I have not read the full thread; as far as I can tell, you were arguing about whether the JVM design is good or not; I don't claim to be an expert field, but I have some comments about statements in your original post which are wrong.

This dependes on your definition of "generation of byte code". The bytecode, as my definition goes, is the whole class file. In a class file compiled with generics, additional information is present in comparison to the equivalent raw code, obviously. The best evidence is when you compile code against java.util.List, which is a generic class you only have in the form of bytecode. If the information was lost, you could not base your own generic code on precompiled generic code. Thus, the Java compiler does not simply discard generic information, neither for validating your classes, nor for generating the bytecode.

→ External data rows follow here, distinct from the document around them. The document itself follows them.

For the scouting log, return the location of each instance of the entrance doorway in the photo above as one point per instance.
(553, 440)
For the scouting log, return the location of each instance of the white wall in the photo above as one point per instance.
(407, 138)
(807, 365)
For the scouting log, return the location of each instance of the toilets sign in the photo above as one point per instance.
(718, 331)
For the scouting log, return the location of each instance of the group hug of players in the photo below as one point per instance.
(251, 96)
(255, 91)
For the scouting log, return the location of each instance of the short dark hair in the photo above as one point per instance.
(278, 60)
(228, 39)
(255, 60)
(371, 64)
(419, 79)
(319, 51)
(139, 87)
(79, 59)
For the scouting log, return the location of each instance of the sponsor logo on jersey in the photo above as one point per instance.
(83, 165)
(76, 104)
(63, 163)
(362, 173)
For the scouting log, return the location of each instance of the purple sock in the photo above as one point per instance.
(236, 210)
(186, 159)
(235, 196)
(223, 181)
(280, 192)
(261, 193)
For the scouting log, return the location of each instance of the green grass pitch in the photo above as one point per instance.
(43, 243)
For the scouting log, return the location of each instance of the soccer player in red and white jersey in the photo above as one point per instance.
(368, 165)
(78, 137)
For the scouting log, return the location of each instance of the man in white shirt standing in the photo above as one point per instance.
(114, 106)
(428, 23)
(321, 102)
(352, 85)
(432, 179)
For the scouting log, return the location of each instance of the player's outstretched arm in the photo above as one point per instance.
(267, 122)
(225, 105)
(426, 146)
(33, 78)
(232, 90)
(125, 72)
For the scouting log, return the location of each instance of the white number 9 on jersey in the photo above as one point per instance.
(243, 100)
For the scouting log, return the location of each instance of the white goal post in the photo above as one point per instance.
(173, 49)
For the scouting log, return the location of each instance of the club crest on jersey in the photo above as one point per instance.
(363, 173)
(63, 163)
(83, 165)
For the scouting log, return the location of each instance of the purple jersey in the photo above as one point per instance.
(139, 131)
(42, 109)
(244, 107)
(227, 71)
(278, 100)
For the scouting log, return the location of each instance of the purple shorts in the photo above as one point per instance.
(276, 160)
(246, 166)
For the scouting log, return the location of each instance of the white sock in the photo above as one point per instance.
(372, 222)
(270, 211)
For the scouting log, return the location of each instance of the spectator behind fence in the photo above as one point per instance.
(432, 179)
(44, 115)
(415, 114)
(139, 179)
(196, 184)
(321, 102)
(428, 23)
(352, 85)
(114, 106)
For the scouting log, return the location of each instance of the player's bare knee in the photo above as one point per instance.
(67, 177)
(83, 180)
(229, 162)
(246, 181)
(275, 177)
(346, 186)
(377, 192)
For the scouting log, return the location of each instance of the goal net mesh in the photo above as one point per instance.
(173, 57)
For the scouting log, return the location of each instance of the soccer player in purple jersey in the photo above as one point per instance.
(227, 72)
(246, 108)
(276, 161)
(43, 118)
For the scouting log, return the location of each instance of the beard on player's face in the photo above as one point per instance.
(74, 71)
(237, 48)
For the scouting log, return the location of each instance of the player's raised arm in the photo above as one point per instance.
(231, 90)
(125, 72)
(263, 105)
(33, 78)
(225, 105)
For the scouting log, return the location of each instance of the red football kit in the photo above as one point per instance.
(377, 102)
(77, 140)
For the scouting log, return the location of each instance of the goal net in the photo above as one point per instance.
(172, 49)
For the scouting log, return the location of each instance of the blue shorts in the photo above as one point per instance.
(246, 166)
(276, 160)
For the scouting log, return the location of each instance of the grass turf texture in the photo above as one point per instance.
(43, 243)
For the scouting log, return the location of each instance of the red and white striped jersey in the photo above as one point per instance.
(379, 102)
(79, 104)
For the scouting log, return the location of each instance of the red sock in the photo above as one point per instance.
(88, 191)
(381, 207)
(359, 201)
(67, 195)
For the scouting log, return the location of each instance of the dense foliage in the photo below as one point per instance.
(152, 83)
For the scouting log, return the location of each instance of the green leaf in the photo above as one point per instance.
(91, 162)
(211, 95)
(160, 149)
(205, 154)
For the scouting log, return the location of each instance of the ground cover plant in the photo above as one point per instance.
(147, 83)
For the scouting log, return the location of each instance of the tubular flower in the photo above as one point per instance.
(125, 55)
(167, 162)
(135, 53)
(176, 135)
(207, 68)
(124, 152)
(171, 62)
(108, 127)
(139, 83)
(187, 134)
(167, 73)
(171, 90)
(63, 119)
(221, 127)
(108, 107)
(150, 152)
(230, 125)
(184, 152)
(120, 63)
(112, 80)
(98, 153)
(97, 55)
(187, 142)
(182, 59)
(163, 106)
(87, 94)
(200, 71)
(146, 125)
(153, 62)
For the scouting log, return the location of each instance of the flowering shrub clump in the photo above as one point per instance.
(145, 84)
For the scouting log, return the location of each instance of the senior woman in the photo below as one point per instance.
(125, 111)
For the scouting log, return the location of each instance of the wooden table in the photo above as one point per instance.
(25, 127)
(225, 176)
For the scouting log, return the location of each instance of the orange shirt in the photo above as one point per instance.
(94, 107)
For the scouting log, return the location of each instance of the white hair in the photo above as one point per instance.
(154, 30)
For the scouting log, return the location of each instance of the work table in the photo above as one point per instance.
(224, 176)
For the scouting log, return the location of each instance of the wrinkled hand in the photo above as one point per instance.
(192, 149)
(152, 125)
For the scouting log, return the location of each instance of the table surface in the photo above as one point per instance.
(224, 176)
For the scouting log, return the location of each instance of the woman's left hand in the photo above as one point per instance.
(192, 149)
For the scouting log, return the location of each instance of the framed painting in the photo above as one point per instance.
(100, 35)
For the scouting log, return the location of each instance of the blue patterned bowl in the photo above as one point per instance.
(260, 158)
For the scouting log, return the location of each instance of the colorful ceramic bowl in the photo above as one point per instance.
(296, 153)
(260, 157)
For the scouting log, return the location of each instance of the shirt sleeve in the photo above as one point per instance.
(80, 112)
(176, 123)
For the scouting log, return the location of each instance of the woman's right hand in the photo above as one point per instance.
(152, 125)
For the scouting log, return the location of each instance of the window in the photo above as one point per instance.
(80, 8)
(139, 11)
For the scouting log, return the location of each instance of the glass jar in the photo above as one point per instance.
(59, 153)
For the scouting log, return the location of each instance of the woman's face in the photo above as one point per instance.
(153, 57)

If you only consider the opcodes which are part of methods bytecode, then, yes, you could create a raw class which generates the same "bytecode". An elegant way to put it is that *objects* don't have a generic type, but fields, types and methods do. Note that the compiler is not the only tool which can access this information. The information is not only preserved in the bytecode, but also at runtime. Type is the superinterface for all types, including generic types and you can e.g. query a Field for its generic type.

There are patterns which come close to objects having generic types at runtime, e.g. used by the Collections.checked*() methods. However, this does only work if you have an actual class which you can add code to; it does not work for arrays. Arrays are where generics break down, but if you write good code, this does not matter. Bad design is not when things can break (otherwise you'd have to argue that C++ is designed badly because you can declare destructors nonvirtual, or that C is designed badly because it allows arbitrary pointer manipulation); bad design is when things break when you do normal stuff. Casting a List<String>[] to Object[] to inject a rogue object is not normal - passing an array you still need to a method you don't trust is not normal in the first place. You can't control what is put into an array, independently of whether you use generics. If you don't trust the code, give them an object that mediates between your data and them. If you don't need the data afterwards, simply catch the exception. Generics or not, a rogue method will be able to throw a ClassCastException.